Kafka on the Shore is not my first Murakami but it is definitely the last one I’ve enjoyed since I read Norwegian Wood back in 2005. It seems that Murakami surreal edge tends to wear out in big doses (in fact I’m a fan of all his short story collections) and I tire very easily, the notable exceptions being The Wind Up Bird Chronicle, Which is due for a rereading and this novel.
Funnily enough Kafka on the Shore is a novel I related to, not due to plot as such, but rather the elements which made up the story itself. Any novel which includes cats, libraries, music and Philosophy will appeal to this cat loving (incidentally I’ve got a black cat and brown one as featured in the book) music fanatic, Philosopher (??) Librarian. So I admit I was in seventh heaven whilst reading the book.
15 year old Kafka Temura runs away from home in order to escape a prophesy his father told him when he young.
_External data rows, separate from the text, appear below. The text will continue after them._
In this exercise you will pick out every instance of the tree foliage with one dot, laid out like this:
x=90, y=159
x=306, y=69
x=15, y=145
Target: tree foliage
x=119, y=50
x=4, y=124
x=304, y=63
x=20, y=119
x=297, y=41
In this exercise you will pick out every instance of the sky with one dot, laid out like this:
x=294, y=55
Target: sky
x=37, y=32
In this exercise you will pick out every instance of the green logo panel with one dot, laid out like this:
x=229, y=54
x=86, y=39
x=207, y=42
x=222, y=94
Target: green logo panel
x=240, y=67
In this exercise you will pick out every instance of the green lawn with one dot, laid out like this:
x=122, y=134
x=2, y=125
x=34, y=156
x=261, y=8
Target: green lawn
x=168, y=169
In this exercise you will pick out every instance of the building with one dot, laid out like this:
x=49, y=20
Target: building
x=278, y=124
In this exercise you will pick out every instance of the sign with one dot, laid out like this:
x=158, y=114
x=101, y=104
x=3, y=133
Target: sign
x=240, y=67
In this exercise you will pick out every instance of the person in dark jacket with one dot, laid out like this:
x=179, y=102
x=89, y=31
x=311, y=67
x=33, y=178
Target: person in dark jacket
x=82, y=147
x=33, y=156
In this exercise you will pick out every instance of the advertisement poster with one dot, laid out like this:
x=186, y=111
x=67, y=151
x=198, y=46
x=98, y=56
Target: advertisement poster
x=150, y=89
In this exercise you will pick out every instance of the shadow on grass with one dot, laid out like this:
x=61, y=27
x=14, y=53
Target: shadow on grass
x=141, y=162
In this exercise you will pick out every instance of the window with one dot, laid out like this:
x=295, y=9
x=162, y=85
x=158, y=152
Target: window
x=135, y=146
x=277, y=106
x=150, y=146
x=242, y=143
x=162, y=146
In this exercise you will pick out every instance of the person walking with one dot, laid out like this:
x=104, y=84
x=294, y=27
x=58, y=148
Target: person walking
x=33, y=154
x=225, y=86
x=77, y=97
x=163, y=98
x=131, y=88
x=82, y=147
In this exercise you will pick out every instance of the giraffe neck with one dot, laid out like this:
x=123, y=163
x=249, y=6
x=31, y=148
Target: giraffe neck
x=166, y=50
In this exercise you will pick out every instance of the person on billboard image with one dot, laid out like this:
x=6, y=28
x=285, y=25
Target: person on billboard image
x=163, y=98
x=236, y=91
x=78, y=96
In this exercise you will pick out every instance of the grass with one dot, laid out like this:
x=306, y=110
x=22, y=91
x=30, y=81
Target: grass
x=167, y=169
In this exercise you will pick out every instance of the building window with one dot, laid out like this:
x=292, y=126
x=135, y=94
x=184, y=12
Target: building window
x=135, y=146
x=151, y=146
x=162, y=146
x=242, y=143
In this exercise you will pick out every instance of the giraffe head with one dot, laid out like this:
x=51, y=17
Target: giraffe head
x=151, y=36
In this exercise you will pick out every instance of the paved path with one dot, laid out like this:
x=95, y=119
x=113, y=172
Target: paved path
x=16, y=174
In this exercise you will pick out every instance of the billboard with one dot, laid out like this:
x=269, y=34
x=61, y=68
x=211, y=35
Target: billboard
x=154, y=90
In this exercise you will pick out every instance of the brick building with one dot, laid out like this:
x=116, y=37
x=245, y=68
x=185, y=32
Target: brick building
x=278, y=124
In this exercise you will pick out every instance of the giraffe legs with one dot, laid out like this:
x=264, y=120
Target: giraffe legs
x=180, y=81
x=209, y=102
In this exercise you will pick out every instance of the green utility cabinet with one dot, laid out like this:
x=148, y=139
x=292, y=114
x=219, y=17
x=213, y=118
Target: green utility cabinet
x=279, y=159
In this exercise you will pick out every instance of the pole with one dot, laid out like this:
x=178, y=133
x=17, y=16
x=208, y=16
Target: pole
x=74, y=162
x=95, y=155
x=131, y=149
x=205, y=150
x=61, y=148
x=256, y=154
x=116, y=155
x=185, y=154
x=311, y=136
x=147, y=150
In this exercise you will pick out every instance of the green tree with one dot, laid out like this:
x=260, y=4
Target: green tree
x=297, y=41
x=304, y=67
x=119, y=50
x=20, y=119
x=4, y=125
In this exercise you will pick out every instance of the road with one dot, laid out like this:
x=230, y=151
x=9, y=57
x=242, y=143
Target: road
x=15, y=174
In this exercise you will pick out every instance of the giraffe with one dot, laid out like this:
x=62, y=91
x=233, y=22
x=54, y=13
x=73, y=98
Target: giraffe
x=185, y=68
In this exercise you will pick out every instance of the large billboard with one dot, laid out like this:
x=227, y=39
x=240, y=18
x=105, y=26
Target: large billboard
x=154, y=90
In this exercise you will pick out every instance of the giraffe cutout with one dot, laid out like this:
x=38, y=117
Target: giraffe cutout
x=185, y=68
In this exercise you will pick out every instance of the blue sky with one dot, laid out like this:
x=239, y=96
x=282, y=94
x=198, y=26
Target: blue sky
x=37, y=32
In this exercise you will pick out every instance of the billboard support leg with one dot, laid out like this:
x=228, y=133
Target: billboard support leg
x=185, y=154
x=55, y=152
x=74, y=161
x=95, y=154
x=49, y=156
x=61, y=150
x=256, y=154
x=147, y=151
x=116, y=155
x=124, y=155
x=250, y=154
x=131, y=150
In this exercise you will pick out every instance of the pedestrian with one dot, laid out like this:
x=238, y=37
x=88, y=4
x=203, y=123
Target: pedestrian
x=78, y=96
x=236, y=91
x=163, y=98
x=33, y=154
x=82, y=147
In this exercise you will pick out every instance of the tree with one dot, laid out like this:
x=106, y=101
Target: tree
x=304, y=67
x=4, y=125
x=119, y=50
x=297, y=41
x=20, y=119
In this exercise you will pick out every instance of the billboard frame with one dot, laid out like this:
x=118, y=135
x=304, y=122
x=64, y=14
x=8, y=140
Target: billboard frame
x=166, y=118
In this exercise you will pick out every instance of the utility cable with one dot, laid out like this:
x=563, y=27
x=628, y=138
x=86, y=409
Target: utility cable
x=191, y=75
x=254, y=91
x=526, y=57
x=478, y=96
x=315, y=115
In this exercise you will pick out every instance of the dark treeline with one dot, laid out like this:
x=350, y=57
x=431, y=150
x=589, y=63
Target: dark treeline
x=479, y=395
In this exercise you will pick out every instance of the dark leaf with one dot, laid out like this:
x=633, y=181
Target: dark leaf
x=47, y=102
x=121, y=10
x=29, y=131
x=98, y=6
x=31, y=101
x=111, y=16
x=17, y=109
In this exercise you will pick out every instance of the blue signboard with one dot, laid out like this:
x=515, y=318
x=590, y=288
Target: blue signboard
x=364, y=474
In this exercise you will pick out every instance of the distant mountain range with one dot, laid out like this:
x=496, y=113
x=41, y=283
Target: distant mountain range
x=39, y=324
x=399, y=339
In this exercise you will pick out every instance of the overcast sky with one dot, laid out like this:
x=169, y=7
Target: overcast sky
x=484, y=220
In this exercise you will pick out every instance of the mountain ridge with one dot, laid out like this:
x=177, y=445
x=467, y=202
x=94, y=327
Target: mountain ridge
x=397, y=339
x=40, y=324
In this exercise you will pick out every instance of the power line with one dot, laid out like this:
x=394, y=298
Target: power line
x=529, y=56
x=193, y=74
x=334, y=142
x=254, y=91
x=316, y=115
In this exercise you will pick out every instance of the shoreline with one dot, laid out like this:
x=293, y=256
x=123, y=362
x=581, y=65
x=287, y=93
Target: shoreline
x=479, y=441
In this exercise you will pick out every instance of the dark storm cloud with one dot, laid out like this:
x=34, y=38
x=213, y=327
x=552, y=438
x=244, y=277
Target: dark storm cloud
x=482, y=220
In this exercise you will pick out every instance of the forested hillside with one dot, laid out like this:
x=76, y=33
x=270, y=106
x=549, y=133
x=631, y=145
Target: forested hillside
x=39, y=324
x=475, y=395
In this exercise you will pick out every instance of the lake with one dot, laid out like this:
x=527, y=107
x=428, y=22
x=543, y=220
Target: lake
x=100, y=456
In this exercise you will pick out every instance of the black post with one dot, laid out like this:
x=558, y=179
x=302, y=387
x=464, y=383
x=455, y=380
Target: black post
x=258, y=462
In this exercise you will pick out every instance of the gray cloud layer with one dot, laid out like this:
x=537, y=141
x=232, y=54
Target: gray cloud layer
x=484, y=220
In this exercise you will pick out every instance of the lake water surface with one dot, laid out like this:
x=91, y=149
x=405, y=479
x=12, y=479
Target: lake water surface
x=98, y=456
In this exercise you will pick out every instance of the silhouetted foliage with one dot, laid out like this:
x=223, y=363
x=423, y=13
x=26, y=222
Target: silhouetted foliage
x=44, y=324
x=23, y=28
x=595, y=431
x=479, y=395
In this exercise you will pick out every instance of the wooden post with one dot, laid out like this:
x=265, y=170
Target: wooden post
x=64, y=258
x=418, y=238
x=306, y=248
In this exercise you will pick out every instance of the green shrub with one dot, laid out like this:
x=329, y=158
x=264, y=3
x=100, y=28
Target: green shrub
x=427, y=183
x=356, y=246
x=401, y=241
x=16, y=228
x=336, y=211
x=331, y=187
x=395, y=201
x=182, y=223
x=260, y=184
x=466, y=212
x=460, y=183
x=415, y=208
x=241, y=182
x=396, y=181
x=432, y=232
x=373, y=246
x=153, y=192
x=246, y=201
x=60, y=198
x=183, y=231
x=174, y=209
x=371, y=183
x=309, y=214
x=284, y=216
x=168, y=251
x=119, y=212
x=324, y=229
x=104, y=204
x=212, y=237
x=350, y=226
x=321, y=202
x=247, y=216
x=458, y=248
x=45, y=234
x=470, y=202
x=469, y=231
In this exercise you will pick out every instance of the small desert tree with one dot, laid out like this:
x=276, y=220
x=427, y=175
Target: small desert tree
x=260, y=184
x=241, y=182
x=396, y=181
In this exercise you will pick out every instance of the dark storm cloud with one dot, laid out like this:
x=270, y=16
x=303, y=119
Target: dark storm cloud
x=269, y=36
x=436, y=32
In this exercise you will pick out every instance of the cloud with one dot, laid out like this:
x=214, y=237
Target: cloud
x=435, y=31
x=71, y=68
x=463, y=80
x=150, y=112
At the same time he is on a journey to find his mother and sister, who abandoned him when he was four years old. On this road trip Kafka makes many startling discoveries and goes through periods of self realisation. Yes this is something Murakami has been pumping out in nearly every novel but it works here and I think it’s more satisfying.
In true Murakami fashion there is also a parallel sub plot, which includes Nakata, the finder of lost cats (again shades of wind up bird chronicle) who goes on a mission, with a truck driver to right the one wrong Nakata committed. This time it is the truck driver who goes through some form of enlightenment. Nakata is presented as a philosopher despite the fact that he is simple minded and illiterate(not unlike Chancey from Jerzy Kosinski’s Being There), due to an accident which happened to him in his youth. Both Nakata’s and Kafka’s destinies cross but they never meet and yet their lives are both intricately entwined.
To say that Kafka on the Shore is addictive is an understatement. I spent no less than three days stuck in a chair eagerly wanting to see what was going to happen next and by the time I finished the book I felt a surge of enjoyment pass through me. The philosophical discussions are eye opening and then the typical Murakami digressions on art, film, history and music are just as educational without being dry. It is a simply wonderful and completely essential novel.
Murakami’s next novel is a homage to 1984 (called 1q84) so I am curious, even tough I think it will take a while to top a towering masterpiece such as Kafka on the Shore.